Cassatt traveled to Chicago to try her luck, but lost some of her early paintings in the Great Chicago Fire of 1871.Shortly afterward, her work attracted the attention of the archbishop of Pittsburgh, who commissioned her to paint two copies of paintings by Correggio in Parma, Italy, advancing her enough money to cover her travel expenses and part of her stay. In her excitement she wrote, "O how wild I am to get to work, my fingers farely itch & my eyes water to see a fine picture again". With Emily Sartain, a fellow artist from a well-regarded artistic family from Philadelphia, Cassatt set out for Europe again.
Tea by Mary Cassatt, 1880, oil on canvas, 25½ × 36¼ in., Museum of Fine Arts, Boston
Within months of her return to Europe in the autumn of 1871, Cassatt's prospects had brightened. Her painting Two Women Throwing Flowers During Carnival was well received in the Salon of 1872, and was purchased. She attracted much favorable notice in Parma and was supported and encouraged by the art community there: "All Parma is talking of Miss Cassatt and her picture, and everyone is anxious to know her".

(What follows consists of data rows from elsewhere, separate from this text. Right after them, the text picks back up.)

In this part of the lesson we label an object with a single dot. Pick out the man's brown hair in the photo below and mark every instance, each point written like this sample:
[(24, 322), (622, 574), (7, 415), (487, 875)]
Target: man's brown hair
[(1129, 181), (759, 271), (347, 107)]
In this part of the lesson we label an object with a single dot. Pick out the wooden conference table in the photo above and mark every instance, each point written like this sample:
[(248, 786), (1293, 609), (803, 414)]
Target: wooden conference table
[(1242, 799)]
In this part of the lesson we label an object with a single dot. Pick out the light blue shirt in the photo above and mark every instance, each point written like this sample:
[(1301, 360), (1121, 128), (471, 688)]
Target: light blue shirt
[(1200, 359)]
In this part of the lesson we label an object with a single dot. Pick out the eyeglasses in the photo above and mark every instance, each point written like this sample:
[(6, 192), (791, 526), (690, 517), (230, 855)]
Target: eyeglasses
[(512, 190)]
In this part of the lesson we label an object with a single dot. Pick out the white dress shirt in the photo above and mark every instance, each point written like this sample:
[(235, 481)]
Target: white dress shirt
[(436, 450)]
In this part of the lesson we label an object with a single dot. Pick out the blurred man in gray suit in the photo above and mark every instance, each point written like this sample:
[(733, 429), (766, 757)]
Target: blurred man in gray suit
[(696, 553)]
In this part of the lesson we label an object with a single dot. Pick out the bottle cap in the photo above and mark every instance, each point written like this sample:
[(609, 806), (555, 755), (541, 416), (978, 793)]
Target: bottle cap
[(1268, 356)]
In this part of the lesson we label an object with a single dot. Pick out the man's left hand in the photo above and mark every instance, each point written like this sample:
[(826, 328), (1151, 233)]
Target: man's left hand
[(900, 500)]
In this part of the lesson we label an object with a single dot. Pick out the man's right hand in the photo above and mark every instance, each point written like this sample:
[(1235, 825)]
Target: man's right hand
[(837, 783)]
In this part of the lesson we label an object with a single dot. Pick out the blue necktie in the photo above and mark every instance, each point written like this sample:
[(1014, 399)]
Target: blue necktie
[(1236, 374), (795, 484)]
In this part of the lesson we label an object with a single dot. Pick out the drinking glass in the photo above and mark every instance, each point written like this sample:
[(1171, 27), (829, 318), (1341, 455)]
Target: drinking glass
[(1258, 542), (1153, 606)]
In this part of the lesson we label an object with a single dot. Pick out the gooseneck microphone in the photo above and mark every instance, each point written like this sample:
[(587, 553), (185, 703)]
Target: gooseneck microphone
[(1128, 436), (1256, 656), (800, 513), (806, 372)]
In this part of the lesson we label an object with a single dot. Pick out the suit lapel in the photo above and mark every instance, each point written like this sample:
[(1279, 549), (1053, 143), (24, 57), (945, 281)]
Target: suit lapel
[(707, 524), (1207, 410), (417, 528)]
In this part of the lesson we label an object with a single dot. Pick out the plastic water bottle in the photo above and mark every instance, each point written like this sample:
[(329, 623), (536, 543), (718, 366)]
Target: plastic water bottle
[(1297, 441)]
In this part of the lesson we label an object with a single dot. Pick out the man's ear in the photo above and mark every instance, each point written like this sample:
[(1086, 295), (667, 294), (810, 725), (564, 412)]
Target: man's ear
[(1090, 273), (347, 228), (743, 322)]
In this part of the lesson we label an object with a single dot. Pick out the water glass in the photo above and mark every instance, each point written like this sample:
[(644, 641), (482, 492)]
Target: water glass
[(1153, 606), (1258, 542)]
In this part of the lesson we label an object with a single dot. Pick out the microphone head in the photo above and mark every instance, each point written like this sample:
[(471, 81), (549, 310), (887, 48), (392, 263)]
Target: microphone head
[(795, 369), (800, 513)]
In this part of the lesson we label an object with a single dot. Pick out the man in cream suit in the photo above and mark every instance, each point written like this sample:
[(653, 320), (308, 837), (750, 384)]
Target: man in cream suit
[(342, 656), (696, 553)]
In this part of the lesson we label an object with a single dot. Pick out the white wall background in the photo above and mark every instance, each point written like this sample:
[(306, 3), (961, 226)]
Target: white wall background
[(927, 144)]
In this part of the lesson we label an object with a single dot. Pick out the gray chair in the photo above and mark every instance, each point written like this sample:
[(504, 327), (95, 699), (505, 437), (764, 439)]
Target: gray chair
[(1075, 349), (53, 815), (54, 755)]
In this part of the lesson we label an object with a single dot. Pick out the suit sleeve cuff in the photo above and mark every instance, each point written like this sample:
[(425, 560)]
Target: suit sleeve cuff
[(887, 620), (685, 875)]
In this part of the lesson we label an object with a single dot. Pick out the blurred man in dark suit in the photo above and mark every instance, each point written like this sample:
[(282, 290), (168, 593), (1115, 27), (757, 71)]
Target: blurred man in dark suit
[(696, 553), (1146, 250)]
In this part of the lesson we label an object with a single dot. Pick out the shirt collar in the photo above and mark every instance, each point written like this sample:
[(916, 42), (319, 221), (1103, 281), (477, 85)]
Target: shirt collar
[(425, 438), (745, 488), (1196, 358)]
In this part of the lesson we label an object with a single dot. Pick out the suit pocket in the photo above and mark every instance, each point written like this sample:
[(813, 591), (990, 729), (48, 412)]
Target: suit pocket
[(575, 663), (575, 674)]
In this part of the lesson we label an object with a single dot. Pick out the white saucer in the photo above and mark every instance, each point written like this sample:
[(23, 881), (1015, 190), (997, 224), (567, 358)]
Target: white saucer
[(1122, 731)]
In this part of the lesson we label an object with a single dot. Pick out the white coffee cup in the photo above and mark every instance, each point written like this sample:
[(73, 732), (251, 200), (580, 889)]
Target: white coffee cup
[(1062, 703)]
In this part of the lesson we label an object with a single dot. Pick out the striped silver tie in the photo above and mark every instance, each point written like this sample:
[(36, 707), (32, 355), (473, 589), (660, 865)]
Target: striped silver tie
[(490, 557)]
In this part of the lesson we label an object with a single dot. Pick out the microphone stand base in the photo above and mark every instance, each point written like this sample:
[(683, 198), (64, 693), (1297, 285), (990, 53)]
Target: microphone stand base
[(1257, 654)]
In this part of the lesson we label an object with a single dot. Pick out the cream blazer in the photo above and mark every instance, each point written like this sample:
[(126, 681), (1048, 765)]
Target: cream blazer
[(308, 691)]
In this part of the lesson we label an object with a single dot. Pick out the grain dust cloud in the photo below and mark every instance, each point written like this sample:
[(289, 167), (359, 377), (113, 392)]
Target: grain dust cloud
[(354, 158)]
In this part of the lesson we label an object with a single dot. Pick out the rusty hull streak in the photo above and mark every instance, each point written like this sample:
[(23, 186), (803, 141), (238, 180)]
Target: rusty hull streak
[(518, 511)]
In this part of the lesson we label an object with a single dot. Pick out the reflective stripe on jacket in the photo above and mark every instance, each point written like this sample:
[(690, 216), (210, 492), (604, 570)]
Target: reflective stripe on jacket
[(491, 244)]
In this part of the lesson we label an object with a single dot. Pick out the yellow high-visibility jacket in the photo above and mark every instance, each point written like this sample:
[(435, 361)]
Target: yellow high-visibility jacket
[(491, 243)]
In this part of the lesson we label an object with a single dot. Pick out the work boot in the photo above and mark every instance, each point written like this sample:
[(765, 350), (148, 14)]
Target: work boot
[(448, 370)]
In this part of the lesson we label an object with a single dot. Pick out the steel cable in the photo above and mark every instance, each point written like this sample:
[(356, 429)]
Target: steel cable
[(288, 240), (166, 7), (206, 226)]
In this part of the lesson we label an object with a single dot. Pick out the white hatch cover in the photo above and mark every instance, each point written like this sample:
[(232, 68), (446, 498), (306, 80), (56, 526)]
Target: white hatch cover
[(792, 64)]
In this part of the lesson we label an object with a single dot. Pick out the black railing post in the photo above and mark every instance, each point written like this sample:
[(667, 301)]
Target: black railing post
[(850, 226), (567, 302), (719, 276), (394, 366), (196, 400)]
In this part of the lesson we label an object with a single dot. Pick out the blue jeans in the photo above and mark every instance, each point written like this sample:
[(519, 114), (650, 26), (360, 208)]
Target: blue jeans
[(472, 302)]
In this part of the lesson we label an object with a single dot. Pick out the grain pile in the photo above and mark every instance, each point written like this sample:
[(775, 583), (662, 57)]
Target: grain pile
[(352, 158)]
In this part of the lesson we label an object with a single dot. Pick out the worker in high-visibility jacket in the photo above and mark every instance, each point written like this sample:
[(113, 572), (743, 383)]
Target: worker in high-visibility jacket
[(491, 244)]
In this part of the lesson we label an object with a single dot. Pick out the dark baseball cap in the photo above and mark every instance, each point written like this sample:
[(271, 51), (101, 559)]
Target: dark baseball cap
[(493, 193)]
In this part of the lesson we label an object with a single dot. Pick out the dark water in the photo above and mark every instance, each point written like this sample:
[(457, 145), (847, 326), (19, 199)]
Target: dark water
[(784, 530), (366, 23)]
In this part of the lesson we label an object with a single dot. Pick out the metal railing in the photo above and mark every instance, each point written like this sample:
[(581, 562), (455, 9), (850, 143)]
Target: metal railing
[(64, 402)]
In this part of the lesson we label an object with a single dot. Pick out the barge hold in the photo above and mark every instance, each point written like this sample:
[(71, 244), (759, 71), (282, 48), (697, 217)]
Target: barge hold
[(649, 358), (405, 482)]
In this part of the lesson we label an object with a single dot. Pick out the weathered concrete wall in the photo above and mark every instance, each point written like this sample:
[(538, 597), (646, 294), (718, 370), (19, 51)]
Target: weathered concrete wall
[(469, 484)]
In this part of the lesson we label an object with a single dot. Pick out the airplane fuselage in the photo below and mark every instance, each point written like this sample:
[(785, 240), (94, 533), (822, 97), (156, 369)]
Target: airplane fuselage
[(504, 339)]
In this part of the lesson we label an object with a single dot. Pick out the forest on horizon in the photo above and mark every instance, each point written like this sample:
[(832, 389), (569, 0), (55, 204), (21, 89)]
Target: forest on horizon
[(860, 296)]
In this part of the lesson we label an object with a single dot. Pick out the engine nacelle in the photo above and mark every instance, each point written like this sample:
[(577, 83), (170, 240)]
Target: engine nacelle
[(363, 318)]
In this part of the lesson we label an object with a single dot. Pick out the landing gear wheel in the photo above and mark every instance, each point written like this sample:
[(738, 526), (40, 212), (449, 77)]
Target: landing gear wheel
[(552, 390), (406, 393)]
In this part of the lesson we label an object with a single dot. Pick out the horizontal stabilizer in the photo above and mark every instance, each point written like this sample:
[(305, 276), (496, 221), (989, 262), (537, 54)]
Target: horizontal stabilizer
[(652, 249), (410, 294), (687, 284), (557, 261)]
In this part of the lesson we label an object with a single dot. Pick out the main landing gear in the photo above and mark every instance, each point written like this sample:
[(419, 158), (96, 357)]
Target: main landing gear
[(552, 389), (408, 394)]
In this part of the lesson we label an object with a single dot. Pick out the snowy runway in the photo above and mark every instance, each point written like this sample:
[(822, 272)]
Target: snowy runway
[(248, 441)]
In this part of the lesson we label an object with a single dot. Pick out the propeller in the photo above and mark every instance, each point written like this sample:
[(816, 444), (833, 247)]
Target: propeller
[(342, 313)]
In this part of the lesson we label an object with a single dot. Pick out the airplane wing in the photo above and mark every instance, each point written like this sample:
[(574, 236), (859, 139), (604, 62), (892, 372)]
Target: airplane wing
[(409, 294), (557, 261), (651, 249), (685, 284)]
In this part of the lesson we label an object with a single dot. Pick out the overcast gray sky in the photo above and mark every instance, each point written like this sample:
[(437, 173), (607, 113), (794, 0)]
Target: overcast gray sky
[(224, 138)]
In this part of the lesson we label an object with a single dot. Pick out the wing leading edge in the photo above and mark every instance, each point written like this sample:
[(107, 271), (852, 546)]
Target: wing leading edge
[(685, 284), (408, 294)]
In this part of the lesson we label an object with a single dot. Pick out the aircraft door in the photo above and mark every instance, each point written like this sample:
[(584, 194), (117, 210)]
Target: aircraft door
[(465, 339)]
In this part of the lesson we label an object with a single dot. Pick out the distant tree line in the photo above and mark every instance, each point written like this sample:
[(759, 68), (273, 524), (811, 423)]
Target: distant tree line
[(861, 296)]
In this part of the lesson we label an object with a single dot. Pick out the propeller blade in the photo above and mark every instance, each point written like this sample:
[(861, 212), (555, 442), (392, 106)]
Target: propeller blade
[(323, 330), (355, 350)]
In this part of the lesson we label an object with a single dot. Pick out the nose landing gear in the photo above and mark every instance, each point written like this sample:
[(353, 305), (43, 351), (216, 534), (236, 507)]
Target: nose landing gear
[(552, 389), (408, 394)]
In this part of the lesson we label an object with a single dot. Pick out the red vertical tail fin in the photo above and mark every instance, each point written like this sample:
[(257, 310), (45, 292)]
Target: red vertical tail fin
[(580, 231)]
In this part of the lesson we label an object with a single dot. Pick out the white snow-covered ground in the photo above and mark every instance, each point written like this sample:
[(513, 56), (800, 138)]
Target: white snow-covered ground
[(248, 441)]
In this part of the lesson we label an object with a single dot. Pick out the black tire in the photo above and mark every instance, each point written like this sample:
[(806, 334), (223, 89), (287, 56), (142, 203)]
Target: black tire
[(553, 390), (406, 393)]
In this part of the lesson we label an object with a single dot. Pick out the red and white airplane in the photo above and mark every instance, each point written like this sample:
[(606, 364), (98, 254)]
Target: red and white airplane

After completing her commission for the archbishop, Cassatt traveled to Madrid and Seville, where she painted a group of paintings of Spanish subjects, including Spanish Dancer Wearing a Lace Mantilla (1873, in the National Museum of American Art, Smithsonian Institution). In 1874, she made the decision to take up residence in France. She was joined by her sister Lydia who shared an apartment with her. Cassatt opened a studio in Paris. Louisa May Alcott's sister, Abigail May Alcott, was then an art student in Paris and visited Cassatt. Cassatt continued to express criticism of the politics of the Salon and the conventional taste that prevailed there. She was blunt in her comments, as reported by Sartain, who wrote: "she is entirely too slashing, snubs all modern art, disdains the Salon pictures of Cabanel, Bonnat, all the names we are used to revere".
Cassatt saw that works by female artists were often dismissed with contempt unless the artist had a friend or protector on the jury, she would not flirt with jurors to curry favor.Her cynicism grew when one of the two pictures she submitted in 1875 was refused by the jury, only to be accepted the following year after she darkened the background. She had quarrels with Sartain, who thought Cassatt too outspoken and self-centered, and eventually they parted. Out of her distress and self-criticism, Cassatt decided that she needed to move away from genre paintings and onto more fashionable subjects, in order to attract portrait commissions from American socialites abroad, but that attempt bore little fruit at first.